Kaggles algorithms show machines are getting too good at judging humans

A San Francisco-based startup that hosts data science competitions, has uncovered some disconcerting insights about human behavior in its two-year run. At times, its founders have been surprised by the accuracy of an algorithm, and the competitions continue to evoke controversy.
In short, data can be dangerous. I caught up with the company’s founder and CEO, Anthony Goldbloom, to find out more about recent data-driven discoveries that have rocked the boat.
1) “The Essay Scoring Competition”

Sponsor: Hewlett Foundation / Prize: $100,000
Goal: To get the computer to give an essay the same score a human grader would.
The idea was that by analyzing spelling and punctuation, as well as sentence structure, an algorithm could give an essay a reliable score, perhaps even more consistent than a human grader.
Martin O’Leary, a glacier scientist at the University of Michigan, was one of hundreds of competitors from around the world. He told Reuters that he discovered that human graders are rarely in agreement. They are swayed by irrelevant, aesthetic factors like how neatly a student writes.

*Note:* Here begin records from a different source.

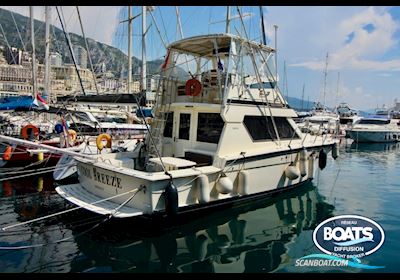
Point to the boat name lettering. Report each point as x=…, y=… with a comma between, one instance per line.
x=107, y=179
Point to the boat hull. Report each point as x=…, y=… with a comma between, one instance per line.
x=373, y=136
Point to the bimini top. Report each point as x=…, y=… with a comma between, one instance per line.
x=203, y=45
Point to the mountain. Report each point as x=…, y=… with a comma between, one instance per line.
x=114, y=58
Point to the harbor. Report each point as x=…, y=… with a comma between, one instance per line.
x=197, y=160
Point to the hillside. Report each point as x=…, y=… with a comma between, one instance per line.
x=114, y=58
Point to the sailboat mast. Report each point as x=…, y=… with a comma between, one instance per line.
x=262, y=26
x=144, y=63
x=33, y=53
x=228, y=18
x=47, y=55
x=129, y=49
x=325, y=75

Unlike an algorithm, they award scores that seem random.
“The reality is, humans are not very good at doing this,” said Steve Graham, a Vanderbilt University professor who has researched essay grading techniques in an interview with Reuters.
A controversial study, indeed. Reflecting on the competition, Goldbloom was not initially convinced it could be done. ”I remember thinking: Are we going to be falling flat on our face? It’s really hard to take an essay and give it a grade,” he recalled. The biggest obstacle was to find a team with the requisite machine learning expertise and the ability to deal with unstructured data, including text.